作者
Lukas Heumos,Anna C. Schaar,Christopher Lance,Anastasia Litinetskaya,Felix Drost,Luke Zappia,Malte Lücken,Daniel Strobl,Juan D. Henao,Fabiola Curion,Hananeh Aliee,Meshal Ansari,Pau Badia-i-Mompel,Maren Büttner,Emma Dann,Daniel Dimitrov,Leander Dony,Amit Frishberg,Dongze He,Soroor Hediyeh-zadeh,Leon Hetzel,Ignacio L. Ibarra,Matthew G. Jones,Mohammad Lotfollahi,Laura D. Martens,Christian L. Müller,Mor Nitzan,Johannes Ostner,Giovanni Palla,Rob Patro,Zoe Piran,Ciro Ramírez-Suástegui,Julio Sáez-Rodríguez,Hirak Sarkar,Benjamin Schubert,Lisa Sikkema,Avi Srivastava,Jovan Tanevski,Isaac Virshup,Philipp Weiler,Herbert B. Schiller,Fabian J. Theis
摘要
Recent advances in single-cell technologies have enabled high-throughput molecular profiling of cells across modalities and locations.
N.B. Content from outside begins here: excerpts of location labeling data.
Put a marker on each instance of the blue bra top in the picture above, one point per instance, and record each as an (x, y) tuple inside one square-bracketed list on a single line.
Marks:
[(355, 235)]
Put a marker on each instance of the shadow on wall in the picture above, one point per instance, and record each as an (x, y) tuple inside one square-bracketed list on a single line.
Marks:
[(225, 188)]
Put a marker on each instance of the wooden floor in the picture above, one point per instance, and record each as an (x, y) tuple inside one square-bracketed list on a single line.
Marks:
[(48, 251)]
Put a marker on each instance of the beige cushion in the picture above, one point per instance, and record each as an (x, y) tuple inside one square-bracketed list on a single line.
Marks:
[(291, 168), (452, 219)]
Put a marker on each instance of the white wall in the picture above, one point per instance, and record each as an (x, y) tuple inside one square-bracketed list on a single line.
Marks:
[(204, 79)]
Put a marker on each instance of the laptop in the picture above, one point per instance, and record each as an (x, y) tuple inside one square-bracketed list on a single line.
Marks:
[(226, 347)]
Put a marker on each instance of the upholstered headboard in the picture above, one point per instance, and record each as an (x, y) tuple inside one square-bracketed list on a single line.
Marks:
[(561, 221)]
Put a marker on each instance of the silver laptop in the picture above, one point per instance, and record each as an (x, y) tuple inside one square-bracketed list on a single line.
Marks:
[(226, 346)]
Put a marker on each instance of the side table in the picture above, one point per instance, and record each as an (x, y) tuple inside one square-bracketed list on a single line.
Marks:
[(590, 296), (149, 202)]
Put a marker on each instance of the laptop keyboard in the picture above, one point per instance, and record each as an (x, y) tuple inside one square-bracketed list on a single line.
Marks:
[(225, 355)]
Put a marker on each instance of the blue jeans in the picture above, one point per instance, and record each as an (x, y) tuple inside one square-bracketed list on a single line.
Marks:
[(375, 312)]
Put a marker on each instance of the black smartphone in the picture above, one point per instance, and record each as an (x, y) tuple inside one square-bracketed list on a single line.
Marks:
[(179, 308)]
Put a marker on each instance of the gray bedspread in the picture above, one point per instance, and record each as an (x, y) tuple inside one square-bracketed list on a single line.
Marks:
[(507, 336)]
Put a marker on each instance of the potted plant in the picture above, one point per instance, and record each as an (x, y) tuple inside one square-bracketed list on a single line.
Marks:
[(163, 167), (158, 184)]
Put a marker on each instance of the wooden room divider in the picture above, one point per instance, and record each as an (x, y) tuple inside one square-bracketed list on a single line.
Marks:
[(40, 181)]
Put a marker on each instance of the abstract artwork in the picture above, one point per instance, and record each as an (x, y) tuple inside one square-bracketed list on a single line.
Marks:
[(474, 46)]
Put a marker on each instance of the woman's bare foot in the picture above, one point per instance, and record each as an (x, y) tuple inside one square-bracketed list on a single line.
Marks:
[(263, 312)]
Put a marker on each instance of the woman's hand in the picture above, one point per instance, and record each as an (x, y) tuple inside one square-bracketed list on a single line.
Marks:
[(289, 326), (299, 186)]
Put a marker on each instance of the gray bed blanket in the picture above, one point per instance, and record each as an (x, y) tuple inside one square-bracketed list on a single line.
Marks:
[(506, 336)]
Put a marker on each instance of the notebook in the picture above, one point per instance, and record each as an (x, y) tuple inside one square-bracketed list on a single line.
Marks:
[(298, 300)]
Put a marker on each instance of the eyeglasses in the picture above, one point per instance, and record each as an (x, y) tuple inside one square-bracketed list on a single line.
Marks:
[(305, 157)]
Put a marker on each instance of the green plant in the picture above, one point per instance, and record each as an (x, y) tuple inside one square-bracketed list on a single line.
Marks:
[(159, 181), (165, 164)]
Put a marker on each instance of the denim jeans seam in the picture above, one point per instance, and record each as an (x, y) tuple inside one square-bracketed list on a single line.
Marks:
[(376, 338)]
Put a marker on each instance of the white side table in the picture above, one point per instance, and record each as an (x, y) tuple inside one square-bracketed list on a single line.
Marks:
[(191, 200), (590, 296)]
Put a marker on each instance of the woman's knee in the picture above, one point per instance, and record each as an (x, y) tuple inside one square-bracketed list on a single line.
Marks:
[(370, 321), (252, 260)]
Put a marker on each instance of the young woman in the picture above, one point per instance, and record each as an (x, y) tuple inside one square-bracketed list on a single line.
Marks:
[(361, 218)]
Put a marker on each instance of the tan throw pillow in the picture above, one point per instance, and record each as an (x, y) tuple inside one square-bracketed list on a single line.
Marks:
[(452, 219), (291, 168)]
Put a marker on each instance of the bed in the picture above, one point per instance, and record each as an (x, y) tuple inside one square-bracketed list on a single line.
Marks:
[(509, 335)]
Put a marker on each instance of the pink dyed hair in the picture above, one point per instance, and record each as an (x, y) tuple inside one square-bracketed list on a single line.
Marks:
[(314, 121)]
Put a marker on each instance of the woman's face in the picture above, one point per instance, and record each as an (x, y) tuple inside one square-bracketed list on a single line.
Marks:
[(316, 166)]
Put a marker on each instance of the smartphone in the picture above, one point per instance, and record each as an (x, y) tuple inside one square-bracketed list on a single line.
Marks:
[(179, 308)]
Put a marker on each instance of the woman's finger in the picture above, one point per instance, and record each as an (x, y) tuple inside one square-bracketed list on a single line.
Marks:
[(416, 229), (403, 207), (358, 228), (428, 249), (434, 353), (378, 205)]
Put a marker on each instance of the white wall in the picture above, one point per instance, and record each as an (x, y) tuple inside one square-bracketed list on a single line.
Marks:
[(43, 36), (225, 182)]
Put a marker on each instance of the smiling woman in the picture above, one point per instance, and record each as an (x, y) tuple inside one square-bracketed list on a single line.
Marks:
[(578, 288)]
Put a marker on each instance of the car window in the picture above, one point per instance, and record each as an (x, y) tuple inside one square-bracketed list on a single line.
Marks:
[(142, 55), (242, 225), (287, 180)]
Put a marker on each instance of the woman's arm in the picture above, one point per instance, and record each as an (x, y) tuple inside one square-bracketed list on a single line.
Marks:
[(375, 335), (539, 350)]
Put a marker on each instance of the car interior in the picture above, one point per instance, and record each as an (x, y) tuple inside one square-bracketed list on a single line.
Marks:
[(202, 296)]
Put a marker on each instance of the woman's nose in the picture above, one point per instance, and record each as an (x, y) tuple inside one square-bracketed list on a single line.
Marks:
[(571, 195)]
Single-cell transcriptomics data can now be complemented by chromatin accessibility, surface protein expression, adaptive immune receptor repertoire profiling and spatial information. The increasing availability of single-cell data across modalities has motivated the development of novel computational methods to help analysts derive biological insights. As the field grows, it becomes increasingly difficult to navigate the vast landscape of tools and analysis steps. Here, we summarize independent benchmarking studies of unimodal and multimodal single-cell analysis across modalities to suggest comprehensive best-practice workflows for the most common analysis steps. Where independent benchmarks are not available, we review and contrast popular methods. Our article serves as an entry point for novices in the field of single-cell (multi-)omic analysis and guides advanced users to the most recent best practices.